"THIS is a bonkers kind of night," said Joseph Arthur, right as he started the second half of his show Tuesday at the Roxy with his new band, the Lonely Astronauts.
And right he was.
That's a good thing, though -- something that's been all too rare in much of rock of late. And that seems to be the point of this latest venture from this former protege of Peter Gabriel known for his introspective, largely solo musical constructions that could at times be distancing.
With his crack band of accomplished-but-loose players, he's achieved a sense of onstage community that was always engaging. Even more than on the ensemble's recent, hastily recorded debut album, "Let's Just Be," the result was a sprawling mess, in the most delightful, playful way.
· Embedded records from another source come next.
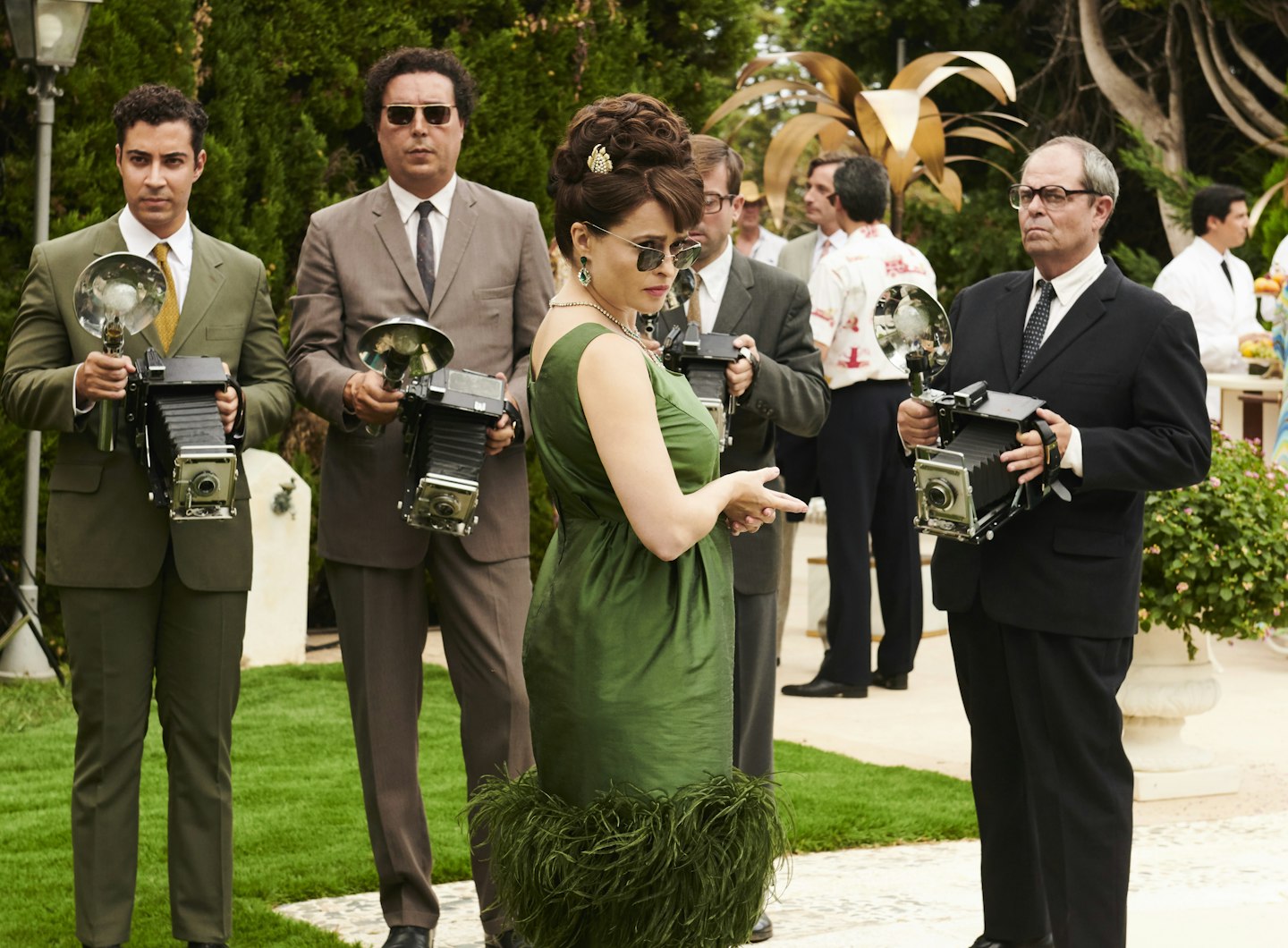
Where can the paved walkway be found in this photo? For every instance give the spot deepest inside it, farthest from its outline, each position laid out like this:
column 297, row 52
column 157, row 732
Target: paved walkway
column 1206, row 871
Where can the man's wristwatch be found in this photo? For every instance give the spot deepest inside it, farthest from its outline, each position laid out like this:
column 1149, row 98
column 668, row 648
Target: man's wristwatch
column 515, row 419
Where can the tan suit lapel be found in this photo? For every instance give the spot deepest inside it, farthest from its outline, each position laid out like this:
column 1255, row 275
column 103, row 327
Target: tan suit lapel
column 460, row 228
column 205, row 280
column 392, row 232
column 737, row 298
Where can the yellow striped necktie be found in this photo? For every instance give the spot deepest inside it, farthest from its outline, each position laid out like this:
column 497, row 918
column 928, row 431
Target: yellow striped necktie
column 167, row 319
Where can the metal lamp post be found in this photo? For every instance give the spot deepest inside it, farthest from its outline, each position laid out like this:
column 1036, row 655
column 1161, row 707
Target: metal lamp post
column 47, row 35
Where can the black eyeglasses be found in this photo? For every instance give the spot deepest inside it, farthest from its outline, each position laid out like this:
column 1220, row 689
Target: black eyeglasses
column 435, row 113
column 650, row 258
column 1051, row 195
column 711, row 202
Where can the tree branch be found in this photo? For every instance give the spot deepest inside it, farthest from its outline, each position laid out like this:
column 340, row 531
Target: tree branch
column 1256, row 114
column 1253, row 62
column 1220, row 89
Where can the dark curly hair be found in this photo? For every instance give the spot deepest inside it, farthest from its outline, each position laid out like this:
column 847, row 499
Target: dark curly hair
column 418, row 59
column 652, row 161
column 157, row 105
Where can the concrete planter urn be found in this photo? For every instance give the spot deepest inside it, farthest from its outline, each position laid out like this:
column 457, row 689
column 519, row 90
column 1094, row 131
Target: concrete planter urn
column 1164, row 687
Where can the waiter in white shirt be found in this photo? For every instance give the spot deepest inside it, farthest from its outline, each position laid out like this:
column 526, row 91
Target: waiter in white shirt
column 1215, row 286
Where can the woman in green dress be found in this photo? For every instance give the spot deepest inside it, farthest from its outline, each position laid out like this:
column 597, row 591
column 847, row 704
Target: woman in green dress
column 634, row 828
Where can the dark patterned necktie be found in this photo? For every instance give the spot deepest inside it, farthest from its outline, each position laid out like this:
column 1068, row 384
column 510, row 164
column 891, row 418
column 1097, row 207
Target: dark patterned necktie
column 1036, row 327
column 425, row 250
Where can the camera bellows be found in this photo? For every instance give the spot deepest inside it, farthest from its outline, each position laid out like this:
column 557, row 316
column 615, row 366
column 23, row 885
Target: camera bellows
column 445, row 416
column 979, row 444
column 179, row 435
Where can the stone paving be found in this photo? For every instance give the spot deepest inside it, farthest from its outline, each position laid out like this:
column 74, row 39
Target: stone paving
column 1206, row 871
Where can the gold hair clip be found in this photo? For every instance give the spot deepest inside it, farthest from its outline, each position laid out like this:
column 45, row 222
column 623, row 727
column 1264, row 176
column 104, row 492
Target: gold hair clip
column 599, row 163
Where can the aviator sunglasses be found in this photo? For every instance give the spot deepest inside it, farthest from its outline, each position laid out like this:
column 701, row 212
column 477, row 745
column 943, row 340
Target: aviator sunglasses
column 650, row 259
column 435, row 113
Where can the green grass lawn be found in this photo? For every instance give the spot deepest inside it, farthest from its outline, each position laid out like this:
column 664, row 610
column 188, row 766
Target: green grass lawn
column 299, row 824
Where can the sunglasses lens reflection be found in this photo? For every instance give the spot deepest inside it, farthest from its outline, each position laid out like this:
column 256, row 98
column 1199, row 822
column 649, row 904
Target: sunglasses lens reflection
column 404, row 114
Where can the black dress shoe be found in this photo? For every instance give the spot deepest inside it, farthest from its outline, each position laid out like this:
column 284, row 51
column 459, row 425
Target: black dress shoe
column 894, row 683
column 822, row 688
column 986, row 942
column 506, row 939
column 410, row 936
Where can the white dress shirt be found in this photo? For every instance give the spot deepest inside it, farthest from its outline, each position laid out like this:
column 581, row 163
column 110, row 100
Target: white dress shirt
column 407, row 204
column 1068, row 287
column 1221, row 312
column 140, row 240
column 715, row 278
column 827, row 243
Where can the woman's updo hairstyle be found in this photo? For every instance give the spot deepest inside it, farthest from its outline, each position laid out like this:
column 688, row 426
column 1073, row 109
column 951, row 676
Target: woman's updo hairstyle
column 648, row 146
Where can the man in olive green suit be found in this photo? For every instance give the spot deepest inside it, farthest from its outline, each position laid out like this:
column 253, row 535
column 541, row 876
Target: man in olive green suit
column 145, row 596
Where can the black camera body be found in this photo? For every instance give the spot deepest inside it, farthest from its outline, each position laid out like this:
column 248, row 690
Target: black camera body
column 963, row 490
column 178, row 435
column 702, row 359
column 445, row 416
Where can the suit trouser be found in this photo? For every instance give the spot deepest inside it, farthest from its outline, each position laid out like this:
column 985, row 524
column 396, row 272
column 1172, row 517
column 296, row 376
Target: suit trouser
column 869, row 491
column 798, row 459
column 1053, row 784
column 755, row 660
column 383, row 621
column 192, row 640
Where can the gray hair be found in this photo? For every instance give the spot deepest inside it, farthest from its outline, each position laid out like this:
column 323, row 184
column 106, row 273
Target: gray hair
column 1097, row 172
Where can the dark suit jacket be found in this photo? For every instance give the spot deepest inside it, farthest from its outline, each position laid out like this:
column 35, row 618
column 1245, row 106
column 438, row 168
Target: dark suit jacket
column 491, row 292
column 773, row 308
column 1123, row 368
column 102, row 529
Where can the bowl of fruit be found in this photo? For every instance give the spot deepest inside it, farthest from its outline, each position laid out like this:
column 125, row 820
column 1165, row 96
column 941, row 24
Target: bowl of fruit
column 1260, row 356
column 1269, row 285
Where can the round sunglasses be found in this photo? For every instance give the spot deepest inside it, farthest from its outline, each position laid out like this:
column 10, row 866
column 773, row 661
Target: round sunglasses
column 650, row 258
column 435, row 113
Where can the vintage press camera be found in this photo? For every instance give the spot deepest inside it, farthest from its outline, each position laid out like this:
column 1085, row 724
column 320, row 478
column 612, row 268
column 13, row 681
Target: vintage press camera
column 445, row 416
column 963, row 491
column 702, row 357
column 179, row 438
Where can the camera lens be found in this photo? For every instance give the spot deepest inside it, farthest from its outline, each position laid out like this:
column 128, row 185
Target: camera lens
column 205, row 483
column 940, row 495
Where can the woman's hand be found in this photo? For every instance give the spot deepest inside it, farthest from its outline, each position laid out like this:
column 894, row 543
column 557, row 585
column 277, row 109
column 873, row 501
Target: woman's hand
column 754, row 504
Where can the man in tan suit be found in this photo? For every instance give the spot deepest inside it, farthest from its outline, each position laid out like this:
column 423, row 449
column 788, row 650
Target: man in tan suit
column 145, row 596
column 473, row 262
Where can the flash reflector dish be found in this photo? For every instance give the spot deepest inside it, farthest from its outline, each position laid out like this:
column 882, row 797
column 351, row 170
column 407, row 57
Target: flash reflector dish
column 123, row 287
column 908, row 319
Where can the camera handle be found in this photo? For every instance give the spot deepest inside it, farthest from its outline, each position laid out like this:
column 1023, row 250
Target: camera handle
column 392, row 384
column 114, row 344
column 1051, row 459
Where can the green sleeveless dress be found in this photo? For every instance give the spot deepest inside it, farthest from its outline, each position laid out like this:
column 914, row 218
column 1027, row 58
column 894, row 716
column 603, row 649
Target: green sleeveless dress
column 634, row 830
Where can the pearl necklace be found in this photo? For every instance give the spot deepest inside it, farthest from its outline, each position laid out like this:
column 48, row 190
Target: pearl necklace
column 631, row 333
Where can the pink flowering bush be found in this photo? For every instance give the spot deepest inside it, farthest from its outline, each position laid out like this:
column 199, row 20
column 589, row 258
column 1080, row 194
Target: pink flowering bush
column 1216, row 554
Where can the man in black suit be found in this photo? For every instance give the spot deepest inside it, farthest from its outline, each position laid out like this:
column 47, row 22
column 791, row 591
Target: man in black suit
column 1041, row 619
column 767, row 309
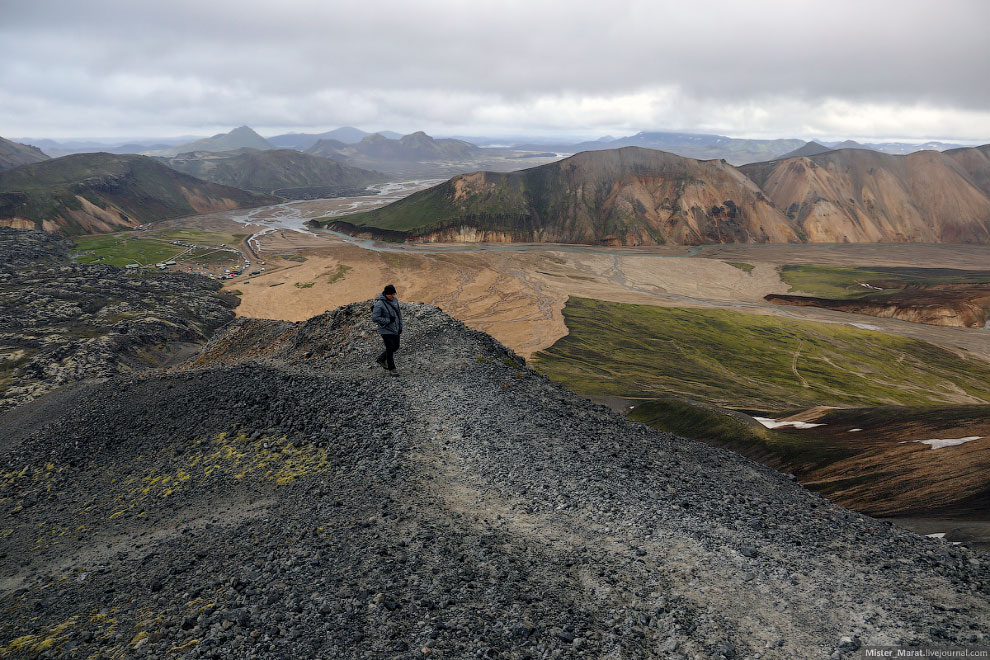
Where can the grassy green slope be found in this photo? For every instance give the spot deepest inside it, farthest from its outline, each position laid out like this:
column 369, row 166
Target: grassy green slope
column 273, row 170
column 788, row 451
column 143, row 188
column 435, row 208
column 750, row 362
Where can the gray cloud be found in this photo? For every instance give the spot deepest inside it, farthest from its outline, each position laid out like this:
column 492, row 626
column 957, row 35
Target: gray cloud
column 902, row 68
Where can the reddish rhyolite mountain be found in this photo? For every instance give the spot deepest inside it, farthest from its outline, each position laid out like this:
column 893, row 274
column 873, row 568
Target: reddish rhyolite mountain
column 629, row 196
column 861, row 196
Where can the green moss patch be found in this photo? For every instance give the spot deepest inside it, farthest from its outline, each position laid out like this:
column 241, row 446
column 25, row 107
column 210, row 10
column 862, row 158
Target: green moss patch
column 752, row 362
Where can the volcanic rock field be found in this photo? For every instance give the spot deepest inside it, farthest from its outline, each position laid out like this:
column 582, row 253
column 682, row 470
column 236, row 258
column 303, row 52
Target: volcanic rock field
column 61, row 322
column 281, row 497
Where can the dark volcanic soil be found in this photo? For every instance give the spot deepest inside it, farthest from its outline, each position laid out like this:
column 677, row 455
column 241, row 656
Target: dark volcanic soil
column 61, row 322
column 965, row 305
column 285, row 499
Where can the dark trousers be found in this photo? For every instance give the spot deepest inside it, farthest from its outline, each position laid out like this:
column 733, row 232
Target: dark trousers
column 391, row 346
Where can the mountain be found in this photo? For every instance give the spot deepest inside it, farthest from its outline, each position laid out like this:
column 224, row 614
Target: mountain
column 63, row 322
column 809, row 149
column 303, row 141
column 15, row 154
column 856, row 195
column 976, row 162
column 413, row 147
column 851, row 144
column 702, row 146
column 92, row 193
column 893, row 148
column 238, row 138
column 628, row 196
column 278, row 497
column 282, row 172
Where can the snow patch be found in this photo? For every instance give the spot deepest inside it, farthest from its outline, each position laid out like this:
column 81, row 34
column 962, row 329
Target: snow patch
column 771, row 423
column 948, row 442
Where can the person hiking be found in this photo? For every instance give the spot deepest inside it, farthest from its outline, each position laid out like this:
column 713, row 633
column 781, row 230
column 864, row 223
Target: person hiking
column 388, row 318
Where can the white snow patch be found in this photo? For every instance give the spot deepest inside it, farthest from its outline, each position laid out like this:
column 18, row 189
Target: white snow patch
column 771, row 423
column 948, row 442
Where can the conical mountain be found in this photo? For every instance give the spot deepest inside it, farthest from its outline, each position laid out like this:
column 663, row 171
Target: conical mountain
column 629, row 196
column 239, row 138
column 809, row 149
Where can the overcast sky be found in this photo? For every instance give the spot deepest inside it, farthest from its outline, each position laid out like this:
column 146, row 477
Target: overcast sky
column 826, row 69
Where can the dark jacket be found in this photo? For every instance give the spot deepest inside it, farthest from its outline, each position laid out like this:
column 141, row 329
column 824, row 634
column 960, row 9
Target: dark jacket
column 387, row 315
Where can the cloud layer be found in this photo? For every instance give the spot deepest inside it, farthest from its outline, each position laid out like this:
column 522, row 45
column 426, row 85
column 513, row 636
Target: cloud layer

It was hard to miss the intent, with pointed allusions to some of the greats of the bonkers-sprawling-mess genre: There was David Bowie, whose glam glory infused the opening song, "Spacemen," not to mention the "Aladdin Sane" lightning bolt painted on lead guitarist Jennifer Turner's face, complementing her sometimes Mick Ronson-like playing. The Rolling Stones, circa the shambling "Beggars Banquet" period, shone through "Diamond Ring," with Arthur doing his best Mick Jagger falsetto twang. And Bob Dylan's Rolling Thunder Revue seemed a model for the offhand esprit de corps of the band, which also includes former Jayhawks guitarist Kraig Jarrett Johnson, bassist Sybil Buck and drummer Greg Wieczorek, supplemented by Jayhawks leader Gary Louris on a few songs.
The Lonely Astronauts is clearly the way to go for this talented explorer. He's made some terrific albums, but based on this show, maybe he should go back and redo everything with this crew. Now that would be bonkers.